Low-rank structure is important in modern deep learning. Low-rank adaptation, matrix factorization, compression, and efficient fine-tuning all rely on the idea that a large matrix can sometimes be approximated by a product of smaller matrices.

For example, instead of learning

$$
W \in \mathbb{R}^{d \times d},
$$

we may learn:

$$
W \approx AB,
$$

where

$$
A \in \mathbb{R}^{d \times r},
\quad
B \in \mathbb{R}^{r \times d},
\quad
r \ll d.
$$

This reduces parameter count from \(d^2\) to \(2dr\).

### Matrix Norms

A matrix norm measures the size of a matrix.

The Frobenius norm is:

$$
\|A\|_F =
\sqrt{
\sum_i \sum_j A_{ij}^2
}.
$$

In PyTorch:

```python
A = torch.randn(3, 4)

norm = torch.linalg.norm(A, ord="fro")

print(norm)
```

Matrix norms are used in regularization, stability analysis, gradient clipping, and spectral analysis.

### Practical Shape Rules

The most important matrix shape rules are:

| Operation | Shape rule |
|---|---|
| Addition | Same shape, or broadcast-compatible |
| Elementwise multiplication | Same shape, or broadcast-compatible |
| Matrix multiplication | Inner dimensions must match |
| Transpose | Swaps selected axes |
| Linear layer | `[B, Din] -> [B, Dout]` |
| Attention scores | `[B, H, T, D] @ [B, H, D, T] -> [B, H, T, T]` |

When debugging matrix code, write the shapes beside each expression.

Example:

```python
# X: [B, Din]
# W: [Dout, Din]
# b: [Dout]
# Y: [B, Dout]

Y = X @ W.T + b
```

This habit prevents most shape errors.

### Summary

Matrix operations are the computational core of neural networks. Elementwise operations act independently on entries. Matrix multiplication mixes coordinates through dot products. Transpose changes axis order. Batched matrix multiplication applies many matrix products in parallel.

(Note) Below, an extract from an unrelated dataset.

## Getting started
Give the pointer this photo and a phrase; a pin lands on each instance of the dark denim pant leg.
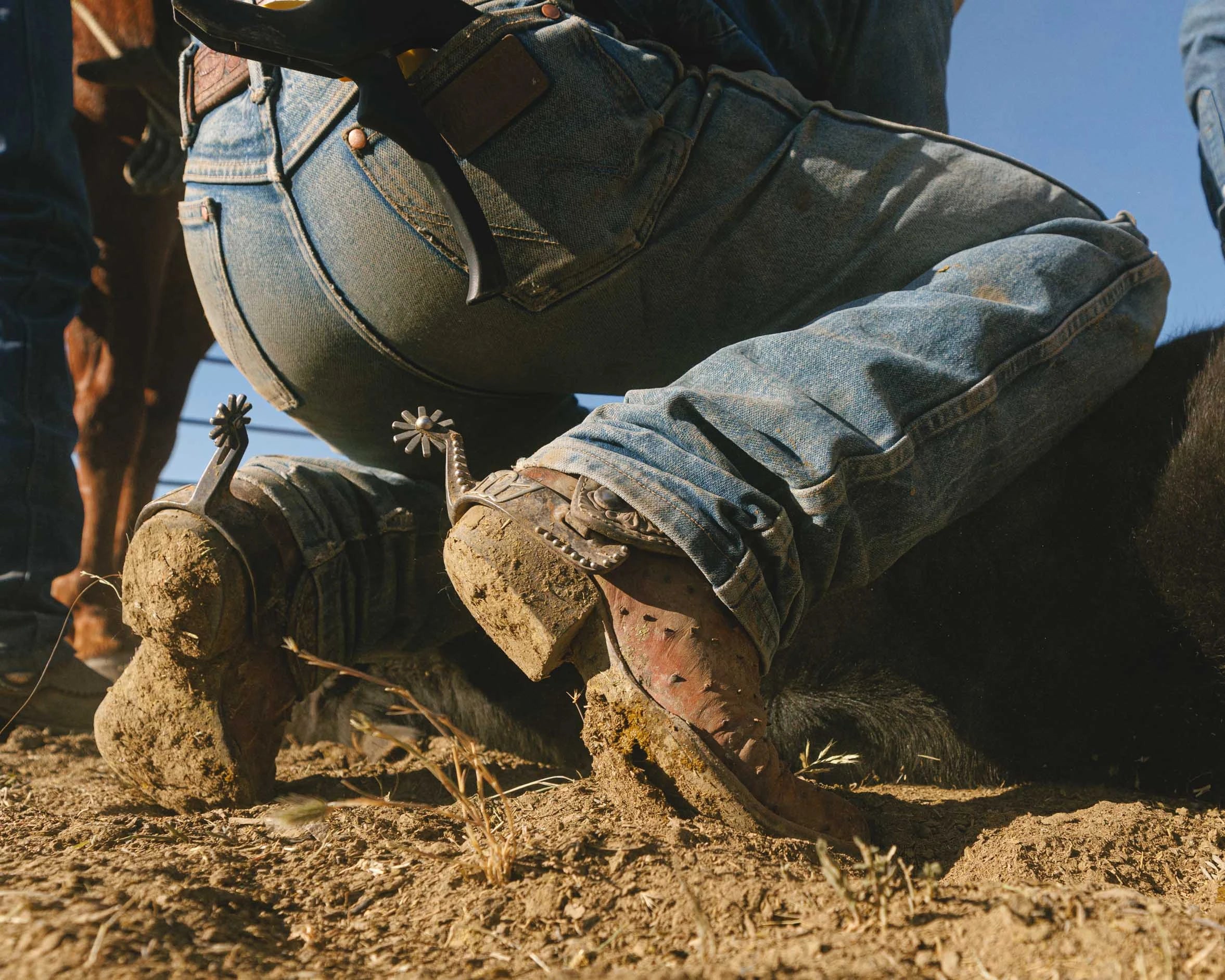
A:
(46, 254)
(1202, 42)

A PyTorch linear layer is matrix multiplication plus bias addition. Attention is batched matrix multiplication between queries, keys, and values. Low-rank methods, normalization, probabilistic models, and optimization theory all rely on matrix operations.

Correct matrix programming requires tracking shapes. Efficient matrix programming also requires awareness of layout, contiguity, and broadcasting.